Next, the previously determined experimental lipophilicity of the tested derivatives was compared with the theoretical values. The theoretical values of the partition coefficients (log P) were derived from eight calculation programs (C log P (Chem Draw Ultra 14.0, http://www.perkinelmer.co.uk/category/chemdraw), Log P (pkCSM), ALOGPs, AC log P, ALOGP, MLOGP, XLOGP2 and XLOGP3) [27,28]. The obtained results (Table S2, Supplementary Materials) show that compound 2a has the lowest value of the experimental and theoretical lipophilicity parameters. Determined theoretical values of log P for the tested compounds are in the range of 5.28–12.93. Analysis of the data obtained shows that the highest log P values are from C log P (Chem Draw) and the lowest from ALOGPs.

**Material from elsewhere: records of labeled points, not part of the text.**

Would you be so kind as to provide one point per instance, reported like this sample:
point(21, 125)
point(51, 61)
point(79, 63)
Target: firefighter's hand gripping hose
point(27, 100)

Table S3 (Supplementary Materials) presents the correlation matrix for the theoretical parameters of lipophilicity of the compounds. Obtained correlation coefficients are in the range of 0.791–0.981. The highest correlation value was recorded for Log P (pkCSM) and AC log P (0.981). Figure 5 shows a comparison of the experimental lipophilicity values (log PTLC) for all derivatives with the corresponding values obtained from theoretical calculations.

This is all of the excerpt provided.